Josie came to an abrupt halt as she spotted the dais, her face pale, her lips pinched to whiteness. She recovered well enough, but Van Gast moved a touch closer to her, his hand at the ready as though to comfort her, though he looked shaken himself.

Rillen looked up at the dais, wondering what could cause the reaction. Not his father surely. The glitter of a mage caught his eye. Their crystal casings had grown back in now, covering the pallid, wrinkled flesh underneath. They sat, unmoving, implacable and shining, a beacon to every eye. A warning to every heart.

Josie turned to Rillen, her smile a bright and brittle thing. Her hand traced along his arm. “So, Rillen, how does trading work in your city? Mr. Ibsen tells me it’s quite different to how the Gan operate, but I can’t believe half what he says is true.”
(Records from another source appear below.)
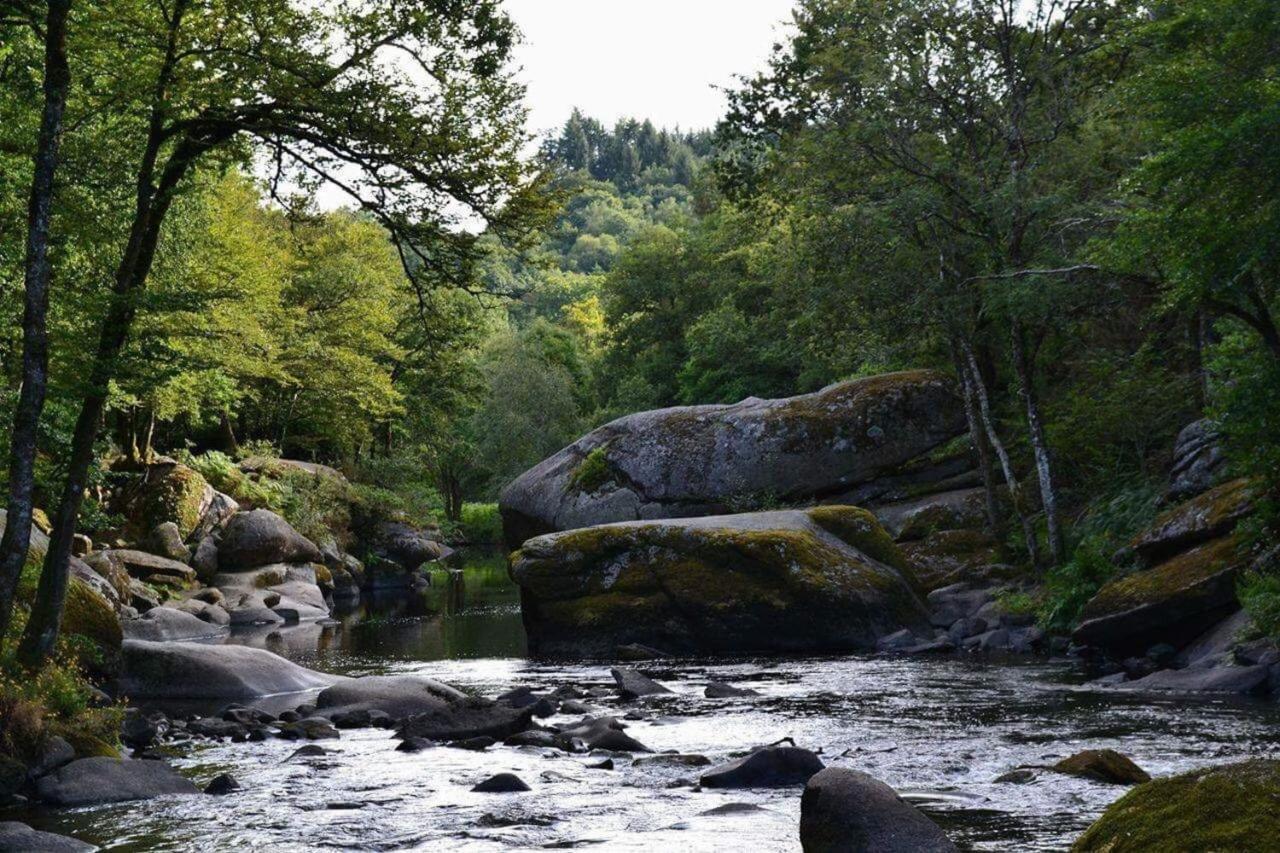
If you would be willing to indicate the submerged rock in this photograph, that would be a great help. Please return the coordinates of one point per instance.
(767, 767)
(845, 811)
(87, 781)
(695, 460)
(826, 579)
(1102, 765)
(1230, 807)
Rillen let his words flow smooth like wine while he watched Van Gast, the sheen of sweat suddenly on his top lip as he studied the mages. Something a little odd there. Most of the merchanters were casting sly looks that way, interested, some apprehensive, and that wasn’t surprising considering how few people had seen a Remorian mage before today. They were myths, shadowy figures who ran their bonded slaves like puppets. Curiosity and fear shivered through the reception, but muted because Remoria was no more, not the power it had once been. Tame mages were mages not to worry overmuch about, though treating Urgaut with caution was a safe bet. Yet for Josie and Van Gast it seemed more than that. It was recognition—and a hint of dread. Oh, I must be able to use that.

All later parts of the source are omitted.